Evolution of Both Stress and Energy Fields in MRADS After Pressure Relief by Waterjet

Abstract

Studying on the evolution and mechanism of rock bursts is aimed at preventing them from bursting so as to ensure safety production, and understanding the spatiotemporal evolution properties of stress, energy, and other characteristic parameters in the RADS is aimed at seeking reasonable means to weaken the degrees of both stress concentration and energy accumulation for disaster prevention. In essence, the prevention and control of rock bursts are to affect energy dissipation and stress transfer by changing the mechanical properties of coal rock mass and the external surrounding rock conditions in the RADS. Waterjet with coal rock disintegrating and softening functions can damage the internal structure of coal rock mass and effectively dissipate energy and change the external stress state. Therefore, it is significant examining the development and variation of coal rock mass in the RADS under the action of waterjet pressure relief.
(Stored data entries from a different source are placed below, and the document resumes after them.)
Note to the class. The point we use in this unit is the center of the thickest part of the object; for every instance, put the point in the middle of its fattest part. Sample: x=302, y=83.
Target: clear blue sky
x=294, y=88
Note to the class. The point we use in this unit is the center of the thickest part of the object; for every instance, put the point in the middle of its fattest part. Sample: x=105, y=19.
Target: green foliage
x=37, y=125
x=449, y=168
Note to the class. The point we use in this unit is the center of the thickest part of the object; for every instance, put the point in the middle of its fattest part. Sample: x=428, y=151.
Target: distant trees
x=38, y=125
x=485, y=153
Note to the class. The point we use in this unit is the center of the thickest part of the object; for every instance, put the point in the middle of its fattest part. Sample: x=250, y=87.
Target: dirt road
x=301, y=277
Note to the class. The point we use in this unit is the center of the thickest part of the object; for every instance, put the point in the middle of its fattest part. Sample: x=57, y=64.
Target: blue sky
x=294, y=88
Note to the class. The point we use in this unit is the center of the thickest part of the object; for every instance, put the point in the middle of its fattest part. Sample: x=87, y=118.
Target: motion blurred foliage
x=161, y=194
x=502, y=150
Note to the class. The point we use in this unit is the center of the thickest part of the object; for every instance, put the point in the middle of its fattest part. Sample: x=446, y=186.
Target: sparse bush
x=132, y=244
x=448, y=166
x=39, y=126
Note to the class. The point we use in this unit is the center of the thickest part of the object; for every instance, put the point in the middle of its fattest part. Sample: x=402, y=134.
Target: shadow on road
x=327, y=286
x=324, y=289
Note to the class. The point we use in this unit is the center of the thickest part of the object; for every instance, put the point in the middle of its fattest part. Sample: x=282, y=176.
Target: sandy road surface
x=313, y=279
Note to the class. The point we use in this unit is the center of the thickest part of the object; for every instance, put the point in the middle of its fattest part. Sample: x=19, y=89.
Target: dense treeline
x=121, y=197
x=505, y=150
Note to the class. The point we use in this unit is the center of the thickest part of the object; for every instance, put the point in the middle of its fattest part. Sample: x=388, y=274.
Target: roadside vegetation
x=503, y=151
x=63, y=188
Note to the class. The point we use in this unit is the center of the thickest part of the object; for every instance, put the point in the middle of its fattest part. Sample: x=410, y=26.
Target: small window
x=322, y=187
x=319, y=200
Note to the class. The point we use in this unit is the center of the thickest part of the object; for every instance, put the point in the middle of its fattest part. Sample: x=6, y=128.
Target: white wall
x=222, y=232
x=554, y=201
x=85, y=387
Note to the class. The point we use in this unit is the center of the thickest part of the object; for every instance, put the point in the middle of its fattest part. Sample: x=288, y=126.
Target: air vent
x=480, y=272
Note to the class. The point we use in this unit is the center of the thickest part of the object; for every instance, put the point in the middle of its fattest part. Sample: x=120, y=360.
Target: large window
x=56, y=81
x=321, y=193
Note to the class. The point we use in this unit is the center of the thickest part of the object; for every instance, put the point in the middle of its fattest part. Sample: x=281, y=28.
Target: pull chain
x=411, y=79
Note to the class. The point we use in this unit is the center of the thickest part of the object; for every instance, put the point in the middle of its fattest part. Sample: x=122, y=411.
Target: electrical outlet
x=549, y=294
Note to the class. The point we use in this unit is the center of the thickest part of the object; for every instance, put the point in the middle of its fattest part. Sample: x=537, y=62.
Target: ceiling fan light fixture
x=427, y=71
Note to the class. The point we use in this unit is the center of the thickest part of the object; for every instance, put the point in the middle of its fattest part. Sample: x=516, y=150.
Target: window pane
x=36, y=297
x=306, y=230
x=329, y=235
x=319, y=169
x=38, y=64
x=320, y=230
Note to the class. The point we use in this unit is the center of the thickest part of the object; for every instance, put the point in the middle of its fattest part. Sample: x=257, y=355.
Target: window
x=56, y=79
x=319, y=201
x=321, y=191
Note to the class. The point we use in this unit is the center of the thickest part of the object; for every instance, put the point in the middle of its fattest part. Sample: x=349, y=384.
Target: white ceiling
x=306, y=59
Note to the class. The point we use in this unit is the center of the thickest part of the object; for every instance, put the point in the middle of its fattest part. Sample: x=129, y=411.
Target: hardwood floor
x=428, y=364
This chapter mainly discusses the mechanism of rock disintegration with waterjet underlined, analyzes the coalbed pressure relief method and energy dissipation behaviors based on waterjet, and preliminarily investigates the waterjet rock-fracturing effect through physical similarity experiment and, based on which, numerically simulates the evolutional characteristics of both stress and energy fields in the MRADS under the pressure relief conditions.